Nach ein bisschen Netzrecherche springen einem sofort die beiden Vorreiterbundesländer Hessen und Baden-Württemberg in die Augen. Richtig: Kinder-statt-Inder-(dit war doch der Rüttgers) Migrantenkriminalität-Koch und Nazi-Leugner Oettinger. Sie taten sich in der Debatte um Einbürgerungstests und ihre Umsetzung besonders positiv hervor: http://de.wikipedia.org/wiki/Einbürgerungstest (Punkt 2 und 3)

Ein weiterer Link führte mich auf die Landeszentrale für politische Bildung Baden-Württemberg [sic] und diesem tollen Bild:

Das linke Heft wird als Integrationsfibel bezeichnet.
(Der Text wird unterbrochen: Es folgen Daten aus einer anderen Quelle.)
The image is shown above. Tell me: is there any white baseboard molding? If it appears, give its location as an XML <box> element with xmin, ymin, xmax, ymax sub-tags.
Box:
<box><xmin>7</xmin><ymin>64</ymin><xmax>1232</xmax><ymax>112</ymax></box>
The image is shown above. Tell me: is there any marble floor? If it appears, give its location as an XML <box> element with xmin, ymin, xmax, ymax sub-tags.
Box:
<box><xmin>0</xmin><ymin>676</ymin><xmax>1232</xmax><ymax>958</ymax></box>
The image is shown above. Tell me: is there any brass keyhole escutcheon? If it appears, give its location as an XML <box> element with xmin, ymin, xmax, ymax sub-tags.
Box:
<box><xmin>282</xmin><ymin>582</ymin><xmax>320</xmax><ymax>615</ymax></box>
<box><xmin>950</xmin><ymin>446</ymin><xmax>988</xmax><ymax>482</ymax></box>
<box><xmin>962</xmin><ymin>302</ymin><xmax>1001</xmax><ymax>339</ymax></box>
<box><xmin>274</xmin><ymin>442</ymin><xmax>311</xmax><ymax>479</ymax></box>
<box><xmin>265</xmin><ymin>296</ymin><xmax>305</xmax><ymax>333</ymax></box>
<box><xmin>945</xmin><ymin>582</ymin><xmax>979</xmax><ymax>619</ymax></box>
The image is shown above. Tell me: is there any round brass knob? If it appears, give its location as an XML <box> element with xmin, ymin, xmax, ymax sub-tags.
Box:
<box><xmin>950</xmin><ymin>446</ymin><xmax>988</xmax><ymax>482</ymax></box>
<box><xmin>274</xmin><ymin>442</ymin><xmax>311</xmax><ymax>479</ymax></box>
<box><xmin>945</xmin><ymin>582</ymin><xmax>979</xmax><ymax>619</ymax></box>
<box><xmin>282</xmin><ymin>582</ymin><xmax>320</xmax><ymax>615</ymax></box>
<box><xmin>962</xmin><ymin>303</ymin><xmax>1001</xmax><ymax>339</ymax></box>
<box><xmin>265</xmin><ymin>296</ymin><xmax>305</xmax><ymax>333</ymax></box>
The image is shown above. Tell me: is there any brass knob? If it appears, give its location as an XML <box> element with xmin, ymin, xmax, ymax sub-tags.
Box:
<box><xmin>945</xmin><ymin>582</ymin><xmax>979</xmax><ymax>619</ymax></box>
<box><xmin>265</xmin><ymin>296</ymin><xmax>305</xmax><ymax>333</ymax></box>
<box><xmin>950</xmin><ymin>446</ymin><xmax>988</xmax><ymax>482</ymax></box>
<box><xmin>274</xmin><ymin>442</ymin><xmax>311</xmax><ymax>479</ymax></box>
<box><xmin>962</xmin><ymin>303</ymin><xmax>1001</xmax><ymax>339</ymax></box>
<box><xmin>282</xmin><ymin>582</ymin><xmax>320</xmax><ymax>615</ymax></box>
Die Abbildungen heben das noch einmal besonders anschaulich hervor ;-) Auf dem rechten Heft … ja … zwei schwarze Frauenhände und schwarz auf weiß den Adler. Kreisen eure Assoziationen auch so wie meine?
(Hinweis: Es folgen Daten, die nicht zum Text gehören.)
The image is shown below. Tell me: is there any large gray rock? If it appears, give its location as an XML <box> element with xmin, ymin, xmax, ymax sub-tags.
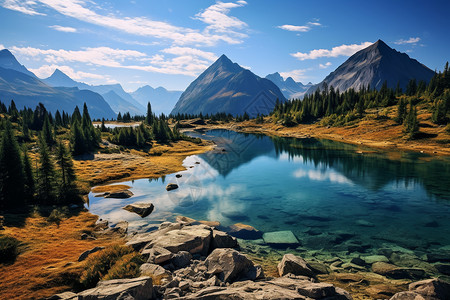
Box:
<box><xmin>122</xmin><ymin>202</ymin><xmax>155</xmax><ymax>218</ymax></box>
<box><xmin>78</xmin><ymin>277</ymin><xmax>153</xmax><ymax>300</ymax></box>
<box><xmin>205</xmin><ymin>248</ymin><xmax>253</xmax><ymax>282</ymax></box>
<box><xmin>78</xmin><ymin>246</ymin><xmax>105</xmax><ymax>261</ymax></box>
<box><xmin>211</xmin><ymin>230</ymin><xmax>238</xmax><ymax>249</ymax></box>
<box><xmin>184</xmin><ymin>277</ymin><xmax>352</xmax><ymax>300</ymax></box>
<box><xmin>139</xmin><ymin>263</ymin><xmax>170</xmax><ymax>276</ymax></box>
<box><xmin>278</xmin><ymin>254</ymin><xmax>314</xmax><ymax>277</ymax></box>
<box><xmin>103</xmin><ymin>190</ymin><xmax>133</xmax><ymax>199</ymax></box>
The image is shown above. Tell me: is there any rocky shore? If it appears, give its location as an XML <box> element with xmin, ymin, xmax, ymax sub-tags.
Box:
<box><xmin>49</xmin><ymin>217</ymin><xmax>450</xmax><ymax>300</ymax></box>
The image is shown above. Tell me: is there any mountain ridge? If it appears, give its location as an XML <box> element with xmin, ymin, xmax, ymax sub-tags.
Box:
<box><xmin>171</xmin><ymin>54</ymin><xmax>286</xmax><ymax>117</ymax></box>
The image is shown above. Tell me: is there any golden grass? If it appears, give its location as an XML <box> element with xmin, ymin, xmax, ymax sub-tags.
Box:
<box><xmin>0</xmin><ymin>211</ymin><xmax>121</xmax><ymax>299</ymax></box>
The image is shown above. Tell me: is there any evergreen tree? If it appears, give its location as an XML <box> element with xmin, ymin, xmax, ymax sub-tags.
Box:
<box><xmin>405</xmin><ymin>100</ymin><xmax>419</xmax><ymax>139</ymax></box>
<box><xmin>36</xmin><ymin>135</ymin><xmax>56</xmax><ymax>204</ymax></box>
<box><xmin>23</xmin><ymin>147</ymin><xmax>35</xmax><ymax>201</ymax></box>
<box><xmin>56</xmin><ymin>142</ymin><xmax>78</xmax><ymax>203</ymax></box>
<box><xmin>395</xmin><ymin>98</ymin><xmax>406</xmax><ymax>124</ymax></box>
<box><xmin>0</xmin><ymin>120</ymin><xmax>24</xmax><ymax>208</ymax></box>
<box><xmin>145</xmin><ymin>102</ymin><xmax>153</xmax><ymax>125</ymax></box>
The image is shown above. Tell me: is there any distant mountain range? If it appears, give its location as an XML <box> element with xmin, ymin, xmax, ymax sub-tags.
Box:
<box><xmin>172</xmin><ymin>55</ymin><xmax>286</xmax><ymax>117</ymax></box>
<box><xmin>0</xmin><ymin>49</ymin><xmax>116</xmax><ymax>118</ymax></box>
<box><xmin>131</xmin><ymin>85</ymin><xmax>183</xmax><ymax>115</ymax></box>
<box><xmin>307</xmin><ymin>40</ymin><xmax>434</xmax><ymax>94</ymax></box>
<box><xmin>266</xmin><ymin>72</ymin><xmax>313</xmax><ymax>99</ymax></box>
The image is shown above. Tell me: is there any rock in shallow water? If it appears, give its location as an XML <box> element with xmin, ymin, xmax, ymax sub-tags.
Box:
<box><xmin>122</xmin><ymin>202</ymin><xmax>155</xmax><ymax>218</ymax></box>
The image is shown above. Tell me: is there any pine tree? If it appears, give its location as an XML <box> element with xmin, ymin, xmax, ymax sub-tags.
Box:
<box><xmin>23</xmin><ymin>147</ymin><xmax>35</xmax><ymax>201</ymax></box>
<box><xmin>0</xmin><ymin>120</ymin><xmax>25</xmax><ymax>208</ymax></box>
<box><xmin>37</xmin><ymin>135</ymin><xmax>56</xmax><ymax>204</ymax></box>
<box><xmin>145</xmin><ymin>102</ymin><xmax>153</xmax><ymax>125</ymax></box>
<box><xmin>56</xmin><ymin>142</ymin><xmax>78</xmax><ymax>203</ymax></box>
<box><xmin>395</xmin><ymin>98</ymin><xmax>406</xmax><ymax>124</ymax></box>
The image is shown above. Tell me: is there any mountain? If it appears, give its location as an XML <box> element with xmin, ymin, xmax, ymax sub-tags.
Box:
<box><xmin>266</xmin><ymin>72</ymin><xmax>312</xmax><ymax>99</ymax></box>
<box><xmin>0</xmin><ymin>68</ymin><xmax>116</xmax><ymax>119</ymax></box>
<box><xmin>0</xmin><ymin>49</ymin><xmax>36</xmax><ymax>77</ymax></box>
<box><xmin>172</xmin><ymin>55</ymin><xmax>286</xmax><ymax>117</ymax></box>
<box><xmin>42</xmin><ymin>69</ymin><xmax>146</xmax><ymax>115</ymax></box>
<box><xmin>307</xmin><ymin>40</ymin><xmax>434</xmax><ymax>94</ymax></box>
<box><xmin>102</xmin><ymin>90</ymin><xmax>144</xmax><ymax>115</ymax></box>
<box><xmin>131</xmin><ymin>85</ymin><xmax>183</xmax><ymax>115</ymax></box>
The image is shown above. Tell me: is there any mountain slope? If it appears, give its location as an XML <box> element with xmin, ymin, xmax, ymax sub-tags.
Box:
<box><xmin>131</xmin><ymin>85</ymin><xmax>183</xmax><ymax>115</ymax></box>
<box><xmin>42</xmin><ymin>69</ymin><xmax>146</xmax><ymax>115</ymax></box>
<box><xmin>307</xmin><ymin>40</ymin><xmax>434</xmax><ymax>93</ymax></box>
<box><xmin>172</xmin><ymin>55</ymin><xmax>286</xmax><ymax>117</ymax></box>
<box><xmin>265</xmin><ymin>72</ymin><xmax>312</xmax><ymax>99</ymax></box>
<box><xmin>0</xmin><ymin>49</ymin><xmax>36</xmax><ymax>77</ymax></box>
<box><xmin>0</xmin><ymin>68</ymin><xmax>116</xmax><ymax>118</ymax></box>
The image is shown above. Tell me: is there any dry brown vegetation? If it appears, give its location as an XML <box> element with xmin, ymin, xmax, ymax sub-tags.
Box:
<box><xmin>0</xmin><ymin>211</ymin><xmax>117</xmax><ymax>299</ymax></box>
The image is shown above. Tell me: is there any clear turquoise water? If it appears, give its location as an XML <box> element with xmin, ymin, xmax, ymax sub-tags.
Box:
<box><xmin>89</xmin><ymin>130</ymin><xmax>450</xmax><ymax>254</ymax></box>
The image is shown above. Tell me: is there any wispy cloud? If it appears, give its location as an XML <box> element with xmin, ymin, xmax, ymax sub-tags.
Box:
<box><xmin>291</xmin><ymin>42</ymin><xmax>372</xmax><ymax>60</ymax></box>
<box><xmin>280</xmin><ymin>68</ymin><xmax>311</xmax><ymax>81</ymax></box>
<box><xmin>1</xmin><ymin>0</ymin><xmax>45</xmax><ymax>16</ymax></box>
<box><xmin>48</xmin><ymin>25</ymin><xmax>77</xmax><ymax>32</ymax></box>
<box><xmin>319</xmin><ymin>62</ymin><xmax>332</xmax><ymax>69</ymax></box>
<box><xmin>394</xmin><ymin>37</ymin><xmax>420</xmax><ymax>45</ymax></box>
<box><xmin>277</xmin><ymin>22</ymin><xmax>322</xmax><ymax>32</ymax></box>
<box><xmin>0</xmin><ymin>0</ymin><xmax>247</xmax><ymax>46</ymax></box>
<box><xmin>10</xmin><ymin>46</ymin><xmax>217</xmax><ymax>78</ymax></box>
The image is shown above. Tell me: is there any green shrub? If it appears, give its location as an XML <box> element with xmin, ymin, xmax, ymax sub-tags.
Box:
<box><xmin>0</xmin><ymin>235</ymin><xmax>20</xmax><ymax>263</ymax></box>
<box><xmin>80</xmin><ymin>245</ymin><xmax>142</xmax><ymax>288</ymax></box>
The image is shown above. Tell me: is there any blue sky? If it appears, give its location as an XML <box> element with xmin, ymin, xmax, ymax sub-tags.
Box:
<box><xmin>0</xmin><ymin>0</ymin><xmax>450</xmax><ymax>91</ymax></box>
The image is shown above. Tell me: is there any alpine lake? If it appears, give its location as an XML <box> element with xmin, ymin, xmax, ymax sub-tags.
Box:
<box><xmin>87</xmin><ymin>130</ymin><xmax>450</xmax><ymax>279</ymax></box>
Insofern dürfte Kien Nghi Ha Recht behalten, wenn er schreibt:

Einwanderungswillige werden als infantile Schüler behandelt, die der westlichen Aufklärung sowie der deutschen Kultur- und Spracherziehung bedürfen. [...] Indem die rassistischen Einschreibungen dieser Gesellschaft unsichtbar gemacht werden, entfallen wichtige Ausgangspunkte für ein machtkritisches Verständnis von Migration, Rassismus und Integration.
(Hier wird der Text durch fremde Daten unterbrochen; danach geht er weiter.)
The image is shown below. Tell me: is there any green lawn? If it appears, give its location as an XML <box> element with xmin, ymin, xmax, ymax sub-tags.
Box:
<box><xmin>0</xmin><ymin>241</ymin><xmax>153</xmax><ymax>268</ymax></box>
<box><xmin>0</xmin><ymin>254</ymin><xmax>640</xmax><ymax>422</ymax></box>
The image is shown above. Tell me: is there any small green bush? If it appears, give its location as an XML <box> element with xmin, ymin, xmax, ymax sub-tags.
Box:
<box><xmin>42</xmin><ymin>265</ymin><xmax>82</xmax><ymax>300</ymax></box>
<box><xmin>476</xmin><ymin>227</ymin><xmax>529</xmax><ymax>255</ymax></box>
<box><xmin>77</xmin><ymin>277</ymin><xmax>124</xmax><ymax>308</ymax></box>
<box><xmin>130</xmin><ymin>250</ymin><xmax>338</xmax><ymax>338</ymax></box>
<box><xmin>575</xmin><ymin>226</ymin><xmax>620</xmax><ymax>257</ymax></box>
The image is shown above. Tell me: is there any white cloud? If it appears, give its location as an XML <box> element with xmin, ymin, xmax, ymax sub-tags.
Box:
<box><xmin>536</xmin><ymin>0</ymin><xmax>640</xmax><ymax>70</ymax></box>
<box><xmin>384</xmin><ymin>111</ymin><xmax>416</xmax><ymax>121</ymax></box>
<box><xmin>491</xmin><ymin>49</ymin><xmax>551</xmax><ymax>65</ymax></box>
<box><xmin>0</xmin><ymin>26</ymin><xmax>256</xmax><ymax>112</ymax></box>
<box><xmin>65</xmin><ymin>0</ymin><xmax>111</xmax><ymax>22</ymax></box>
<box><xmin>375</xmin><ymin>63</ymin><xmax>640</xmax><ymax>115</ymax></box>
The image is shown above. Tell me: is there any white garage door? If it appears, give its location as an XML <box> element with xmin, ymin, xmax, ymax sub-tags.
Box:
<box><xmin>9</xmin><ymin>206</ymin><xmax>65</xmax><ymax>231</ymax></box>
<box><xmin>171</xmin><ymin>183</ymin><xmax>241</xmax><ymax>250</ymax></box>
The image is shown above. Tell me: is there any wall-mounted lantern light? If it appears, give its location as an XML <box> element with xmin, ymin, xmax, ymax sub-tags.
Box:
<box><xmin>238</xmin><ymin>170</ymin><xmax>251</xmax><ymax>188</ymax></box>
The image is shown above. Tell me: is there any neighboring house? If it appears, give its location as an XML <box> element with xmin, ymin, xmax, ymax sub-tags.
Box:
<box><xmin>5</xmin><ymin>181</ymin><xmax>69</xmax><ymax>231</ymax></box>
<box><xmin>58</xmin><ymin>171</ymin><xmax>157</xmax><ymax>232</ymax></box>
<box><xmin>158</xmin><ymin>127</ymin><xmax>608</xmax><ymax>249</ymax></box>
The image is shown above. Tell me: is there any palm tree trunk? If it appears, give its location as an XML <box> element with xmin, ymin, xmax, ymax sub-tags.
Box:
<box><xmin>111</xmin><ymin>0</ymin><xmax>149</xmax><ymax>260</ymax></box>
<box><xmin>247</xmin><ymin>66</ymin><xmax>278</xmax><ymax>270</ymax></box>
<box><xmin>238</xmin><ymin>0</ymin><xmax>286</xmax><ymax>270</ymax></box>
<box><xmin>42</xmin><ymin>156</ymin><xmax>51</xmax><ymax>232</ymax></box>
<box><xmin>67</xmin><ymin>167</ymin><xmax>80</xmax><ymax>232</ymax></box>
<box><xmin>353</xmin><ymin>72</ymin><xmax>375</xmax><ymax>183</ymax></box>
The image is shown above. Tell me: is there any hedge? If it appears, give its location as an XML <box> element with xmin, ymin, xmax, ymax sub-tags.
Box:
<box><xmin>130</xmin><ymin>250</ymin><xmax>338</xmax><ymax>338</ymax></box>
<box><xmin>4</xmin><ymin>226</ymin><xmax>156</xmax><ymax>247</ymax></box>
Das Zitat stammt aus dem Magazin Hinterland. Den gesamten Artikel von Kien Nghi Ha, der deutsche Integrationspolitik als koloniale Praxis definiert, kann dort auch kostenfrei als PDF heruntergeladen werden. (Danke an Pas für den Hinweis!)

Eine andere Herangehensweise an die Thematik Einbürgerung hat der ehemalige Leiter des Deutschen Instituts für Menschenrechte, Heiner Bielefeldt: Er sieht in einer diskriminierungsfreien, transparenten, rechenschaftspflichtigen und menschenrechtlich-verbindlichen Einbürgerungs- und Integrationspolitik eine Chance zur Gewährleistung kultureller Freiheitsrechte für jedes Subjekt. Im Falle einer solchen Politik, wie Bielefeldt sie ganz sachlich aus einer juristischen, nationalstaatlichen Sichtweise heraus argumentiert, gäbe es keinen Widerspruch zwischen Multikulti, Pluralismus und Leitkultur. Er hält die Forderung einer kulturellen Integrationsleistung des Einbürgerungswilligen für berechtigt, auch wenn er konstatiert, dass Integration in Deutschland als aufoktroyierte Homogenisierung und Entscheidung für Assimilation oder Marginalisierung funktioniert. Eine für Bielefeldt angemesse Integrationsleistung wäre das Bekenntnis zur Verfassung, die allgemein gültige Menschenrechte beinhaltet, das Erlernen der Landessprache und eine Bereitschaft zur Mitverantwortung an der Gesellschaft.

Dennoch erwartet Bielefeldt diese Leistung nicht nur von Einbürgerungswilligen, sondern auch von staatlicher Seite: Die so oft geforderte Loyalität zum deutschen Staat sollte nicht in einem Test überprüft werden. Im Sinne einer freiheitlichen Integrationspolitik sollte sie bei allen Einbürgerungswilligen als gegeben vorausgesetzt werden. Gesinnungsfragen sind ebenso tabu, da sie entwürdigend sind, verfassungswidrige Eingriffe des Staates in das Persönlichkeitsrecht darstellen und damit eine Verletzung des rechtsstaatlichen Prinzips sind – also ein Widerspruch zu den Werten und Normen, zu denen sich Einbürgerungswillige bekennen sollen. Zudem zwingen stigmatisierende Fragen zu Familienbild, Rollenstereotypen und Homosexualität Einbürgerungswille zur Erklärung und Bekräftigung von Werten, die sie für sich selbst bereits als selbstverständlich empfinden (könnten). Außerdem werde damit das Recht auf kulturelle Freheit nicht geachtet. Ein Pauschalverdacht tradiere zudem weiterhin die Diskriminierung bestimmter Personengruppen.

Bielefeldts Ausführungen stehen  beim Deutschen Institut für Menschenrechte ebenfalls zum kostenlosen Download bereit.